Video Screencast Help

SNAC and Cisco Aironet Wireless question

Created: 15 Apr 2009 • Updated: 21 May 2010 | 4 comments
Dung's picture
This issue has been solved. See solution.

Hi,
I'm new with SNAC. I have tested SNAC( + LAN enforcer)  for wired LAN with cisco switch (3750), Microsoft Windows 2003 + IAS. It works fine but I can't extend NAC to wireless network. I use Cisco Aironet 1130AG which mode is  autonomous. In SEP 11 Management Console, if I configure an action to OPEN PORT when successful, wireless client can switch to access vlan based on

Tunnel-Pvt-Group-id (set in IAS). But when I change this action to Switch to VLAN Access and disable VLAN attributes in IAS, Cisco Aironet can't change VLAN. While LAN Enforcer reports successfully in authentication, and in Aironet's web management, new event log is  "Station xxxx.xxxx.xxxx authentication fail". Why is happened ? Does anyone has been successful in SNAC+ wireless network? Do you have any document, any guide how to integrate SNAC with cisco aironet wireless ( autonomous ) ? please send to me !

Thank you !

Dung

Comments 4 CommentsJump to latest comment

Craige Jiang's picture

Hi, Dung

  Inorder to support dynamic wireless VLAN assignment on Cisco wireless environment, you need a wilress LAN controller. The Cisco 1130AG itself won't support this feature. It must work with a wireless VLAN controller to support this. Please refer to following URL.
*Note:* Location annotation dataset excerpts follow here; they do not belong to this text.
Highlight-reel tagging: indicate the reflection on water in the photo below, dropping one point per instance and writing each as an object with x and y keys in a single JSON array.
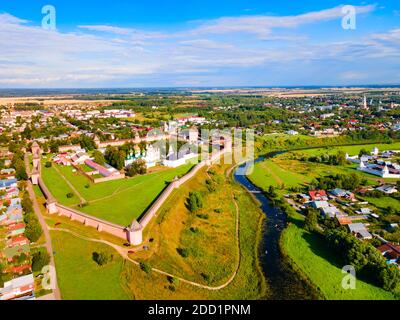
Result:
[{"x": 283, "y": 283}]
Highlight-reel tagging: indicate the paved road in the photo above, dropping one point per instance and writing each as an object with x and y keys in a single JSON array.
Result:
[{"x": 38, "y": 212}]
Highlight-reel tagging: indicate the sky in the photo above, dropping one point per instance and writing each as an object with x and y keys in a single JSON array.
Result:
[{"x": 193, "y": 43}]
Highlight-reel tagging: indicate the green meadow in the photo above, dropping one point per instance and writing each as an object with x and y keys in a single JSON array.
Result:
[
  {"x": 309, "y": 253},
  {"x": 118, "y": 201},
  {"x": 79, "y": 276}
]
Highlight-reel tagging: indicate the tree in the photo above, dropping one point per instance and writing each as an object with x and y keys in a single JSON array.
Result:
[
  {"x": 87, "y": 142},
  {"x": 362, "y": 153},
  {"x": 33, "y": 231},
  {"x": 99, "y": 157},
  {"x": 39, "y": 260},
  {"x": 341, "y": 158},
  {"x": 311, "y": 221}
]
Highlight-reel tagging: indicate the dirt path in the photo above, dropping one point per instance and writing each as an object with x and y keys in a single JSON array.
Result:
[{"x": 38, "y": 212}]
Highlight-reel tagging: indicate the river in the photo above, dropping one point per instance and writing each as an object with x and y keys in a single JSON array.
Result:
[{"x": 283, "y": 283}]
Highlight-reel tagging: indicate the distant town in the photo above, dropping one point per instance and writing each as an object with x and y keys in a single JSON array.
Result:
[{"x": 130, "y": 188}]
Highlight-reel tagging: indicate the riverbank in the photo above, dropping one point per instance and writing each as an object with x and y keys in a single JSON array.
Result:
[
  {"x": 313, "y": 262},
  {"x": 282, "y": 281}
]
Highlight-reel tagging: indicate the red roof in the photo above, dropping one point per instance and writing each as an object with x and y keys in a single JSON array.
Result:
[
  {"x": 16, "y": 226},
  {"x": 20, "y": 269},
  {"x": 19, "y": 239}
]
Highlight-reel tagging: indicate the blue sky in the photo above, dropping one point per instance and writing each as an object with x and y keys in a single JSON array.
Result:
[{"x": 124, "y": 43}]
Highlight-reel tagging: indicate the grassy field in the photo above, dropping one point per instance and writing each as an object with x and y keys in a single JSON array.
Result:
[
  {"x": 285, "y": 170},
  {"x": 307, "y": 251},
  {"x": 81, "y": 278},
  {"x": 212, "y": 245},
  {"x": 310, "y": 254},
  {"x": 132, "y": 195},
  {"x": 209, "y": 236},
  {"x": 352, "y": 150}
]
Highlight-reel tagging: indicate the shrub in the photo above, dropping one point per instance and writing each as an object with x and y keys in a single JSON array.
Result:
[
  {"x": 33, "y": 230},
  {"x": 39, "y": 260},
  {"x": 145, "y": 267},
  {"x": 101, "y": 258},
  {"x": 203, "y": 216},
  {"x": 183, "y": 252}
]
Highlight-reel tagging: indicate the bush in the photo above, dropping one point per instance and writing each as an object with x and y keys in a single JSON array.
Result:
[
  {"x": 203, "y": 216},
  {"x": 101, "y": 258},
  {"x": 183, "y": 252},
  {"x": 39, "y": 260}
]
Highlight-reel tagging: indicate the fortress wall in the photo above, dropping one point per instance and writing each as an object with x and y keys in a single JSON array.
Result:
[
  {"x": 99, "y": 224},
  {"x": 151, "y": 212}
]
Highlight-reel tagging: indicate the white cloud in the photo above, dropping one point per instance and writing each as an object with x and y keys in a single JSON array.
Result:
[{"x": 103, "y": 55}]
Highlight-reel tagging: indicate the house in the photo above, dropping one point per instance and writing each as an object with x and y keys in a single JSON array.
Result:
[
  {"x": 10, "y": 252},
  {"x": 303, "y": 197},
  {"x": 18, "y": 288},
  {"x": 8, "y": 183},
  {"x": 80, "y": 158},
  {"x": 19, "y": 240},
  {"x": 340, "y": 193},
  {"x": 8, "y": 171},
  {"x": 319, "y": 204},
  {"x": 105, "y": 171},
  {"x": 359, "y": 230},
  {"x": 364, "y": 211},
  {"x": 21, "y": 269},
  {"x": 387, "y": 188},
  {"x": 16, "y": 229},
  {"x": 318, "y": 195},
  {"x": 74, "y": 148},
  {"x": 375, "y": 151},
  {"x": 176, "y": 159},
  {"x": 191, "y": 135}
]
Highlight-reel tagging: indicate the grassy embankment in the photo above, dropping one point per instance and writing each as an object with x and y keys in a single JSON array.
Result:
[
  {"x": 308, "y": 252},
  {"x": 118, "y": 201},
  {"x": 210, "y": 241}
]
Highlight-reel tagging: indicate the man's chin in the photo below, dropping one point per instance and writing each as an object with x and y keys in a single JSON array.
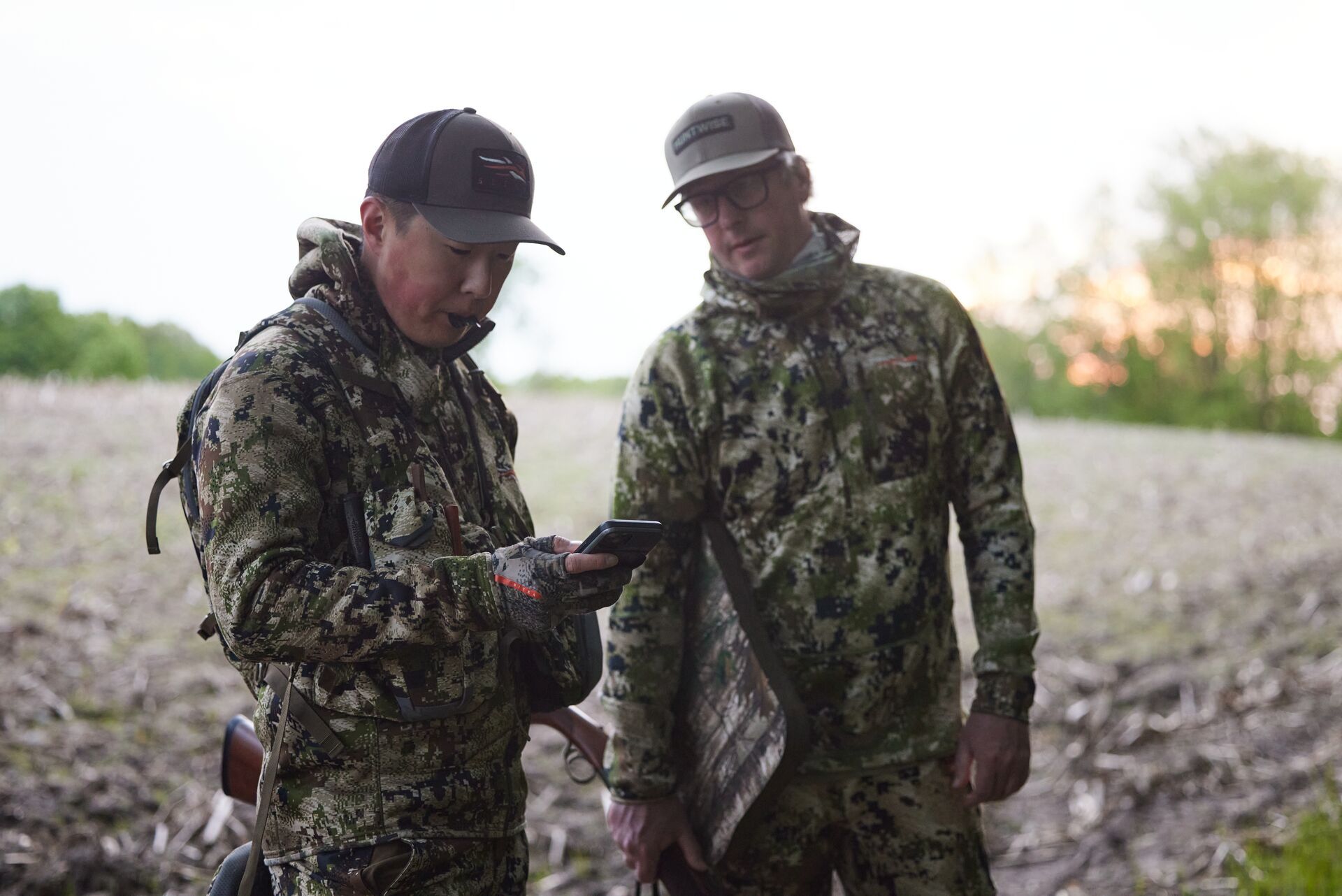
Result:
[{"x": 438, "y": 337}]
http://supportwiki.cisco.com/ViewWiki/index.php/Dynamic_VLAN_Assignment_with_RADIUS_Server_and_Wireless_LAN_Controller_Configuration_Example

Thanks
Craige

Dung's picture

Hi, Craige
Thank you for fast reply ! I have done SNAC with aironet 1130AG integrated. I did a little trick when adding Aironet, I chose Cisco Catalyst profile (not Cisco Aironet Series). In Aironet, I create all VLANs associated with SSIDs, but broadcast one SSID as GuestMode. Now in SEP Manager, I can also set a policy to change radio client to any VLAN, not only OPEN port

Thanks
Dung

SOLUTION
Rafael Carvalho's picture

Where I set the configurations on Cisco Controller to uses SNAC for autenthication and dynamic Vlan ????